La sentencia se definió durante la audiencia de cesura que se llevó adelante en los Tribunales de la Zona Este. La fiscalía, representada por Martín Scattareggi y Oscar Sivori; la querella, a cargo de Mariano Talquenca; y el defensor Federico Alissiardi expusieron sus argumentos sobre cuál debería ser la pena. Moya Villegas fue declarado culpable de homicidio en ocasión de robo como partícipe secundario, un delito que prevé una pena de entre 5 y 12 años y medio de prisión. Finalmente, el juez Armando Martínez, del Tribunal Penal Colegiado N°1 de la Tercera Circunscripción Judicial, resolvió imponerle 9 años de cumplimiento efectivo.
Con esta decisión, la causa por el crimen del finquero llegó a su cierre definitivo.
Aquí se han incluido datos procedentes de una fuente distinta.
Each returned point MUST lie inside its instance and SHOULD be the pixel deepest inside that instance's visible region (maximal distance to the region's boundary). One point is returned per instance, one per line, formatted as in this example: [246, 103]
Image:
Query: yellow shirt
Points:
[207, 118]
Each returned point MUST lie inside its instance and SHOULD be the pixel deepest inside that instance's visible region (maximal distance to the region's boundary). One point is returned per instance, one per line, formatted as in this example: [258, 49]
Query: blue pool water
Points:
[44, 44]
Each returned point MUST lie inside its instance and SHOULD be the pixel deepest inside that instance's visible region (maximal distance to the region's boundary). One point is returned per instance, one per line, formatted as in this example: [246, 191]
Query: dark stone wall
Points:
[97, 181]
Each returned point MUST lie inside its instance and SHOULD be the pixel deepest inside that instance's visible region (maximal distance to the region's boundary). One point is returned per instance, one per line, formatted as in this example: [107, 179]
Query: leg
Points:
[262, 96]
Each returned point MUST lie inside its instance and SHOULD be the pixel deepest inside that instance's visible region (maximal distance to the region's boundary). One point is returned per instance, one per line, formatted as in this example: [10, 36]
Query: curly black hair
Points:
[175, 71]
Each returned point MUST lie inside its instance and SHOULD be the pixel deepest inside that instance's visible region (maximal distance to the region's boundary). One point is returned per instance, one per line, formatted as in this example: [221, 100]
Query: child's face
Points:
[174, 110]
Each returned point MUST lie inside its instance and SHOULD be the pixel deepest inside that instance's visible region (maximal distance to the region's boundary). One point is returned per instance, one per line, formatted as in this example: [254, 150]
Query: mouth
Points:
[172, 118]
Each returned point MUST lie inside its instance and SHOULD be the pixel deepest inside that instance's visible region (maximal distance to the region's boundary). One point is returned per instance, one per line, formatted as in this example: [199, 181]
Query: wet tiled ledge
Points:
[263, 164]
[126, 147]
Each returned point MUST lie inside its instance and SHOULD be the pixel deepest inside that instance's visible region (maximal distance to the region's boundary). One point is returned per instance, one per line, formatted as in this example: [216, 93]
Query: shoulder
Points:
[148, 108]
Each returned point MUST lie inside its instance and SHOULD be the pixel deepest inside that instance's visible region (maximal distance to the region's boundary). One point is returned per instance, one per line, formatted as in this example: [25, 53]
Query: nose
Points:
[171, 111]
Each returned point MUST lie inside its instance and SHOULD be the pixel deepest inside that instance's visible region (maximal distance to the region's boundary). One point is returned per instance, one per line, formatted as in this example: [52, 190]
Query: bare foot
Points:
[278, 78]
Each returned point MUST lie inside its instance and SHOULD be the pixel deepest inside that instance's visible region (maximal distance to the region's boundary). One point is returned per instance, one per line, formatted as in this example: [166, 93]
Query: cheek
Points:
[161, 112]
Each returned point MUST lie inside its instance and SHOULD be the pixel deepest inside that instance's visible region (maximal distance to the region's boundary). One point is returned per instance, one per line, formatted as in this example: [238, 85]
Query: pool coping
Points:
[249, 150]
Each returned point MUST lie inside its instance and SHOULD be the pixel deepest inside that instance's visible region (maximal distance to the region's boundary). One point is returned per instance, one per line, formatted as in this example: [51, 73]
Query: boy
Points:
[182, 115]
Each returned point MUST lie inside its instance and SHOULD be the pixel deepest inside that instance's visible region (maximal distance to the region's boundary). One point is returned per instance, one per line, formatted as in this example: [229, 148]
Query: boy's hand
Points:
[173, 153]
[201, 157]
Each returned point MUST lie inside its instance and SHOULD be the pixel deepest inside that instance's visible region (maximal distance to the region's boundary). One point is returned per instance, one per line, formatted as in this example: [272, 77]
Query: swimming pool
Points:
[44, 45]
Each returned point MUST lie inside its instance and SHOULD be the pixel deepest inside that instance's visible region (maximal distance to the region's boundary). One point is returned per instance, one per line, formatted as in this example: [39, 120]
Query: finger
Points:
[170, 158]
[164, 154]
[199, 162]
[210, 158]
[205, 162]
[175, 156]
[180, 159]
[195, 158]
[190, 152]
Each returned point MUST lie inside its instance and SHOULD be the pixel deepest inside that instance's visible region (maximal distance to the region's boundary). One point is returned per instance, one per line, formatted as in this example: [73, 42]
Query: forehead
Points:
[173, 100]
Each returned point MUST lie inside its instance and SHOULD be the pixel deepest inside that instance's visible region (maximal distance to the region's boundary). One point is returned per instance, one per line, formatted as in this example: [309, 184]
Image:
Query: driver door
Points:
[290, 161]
La semana pasada, el otro acusado, Jesús Alejandro Rosas Funes, había sido condenado a prisión perpetua luego de que un jurado popular lo hallara culpable de homicidio agravado por alevosía y ensañamiento, en concurso ideal con homicidio criminis causa y robo simple.
El hecho ocurrió el 30 de enero de 2025 en la zona de Montecaseros, San Martín. Un llamado al 911 alertó sobre un vehículo en llamas en calle El Médano. Cuando la policía llegó, encontraron una Chevrolet S-10 completamente incinerada y, dentro, el cuerpo sin vida de Juan Carlos González. De acuerdo a la información disponible, la víctima estaba atada de pies y manos, tenía un disparo en la cabeza y había sido parcialmente calcinada.
Según fuentes oficiales, los dos acusados habrían tenido conflictos laborales previos con González. Lo abordaron para robarle y la situación terminó en tragedia. Moya Villegas fue detenido tras una persecución a pie por un descampado en El Divisadero, mientras que Rosas Funes logró escapar metiéndose en un cauce de riego, aunque fue capturado días después en una casa que funcionaba como aguantadero.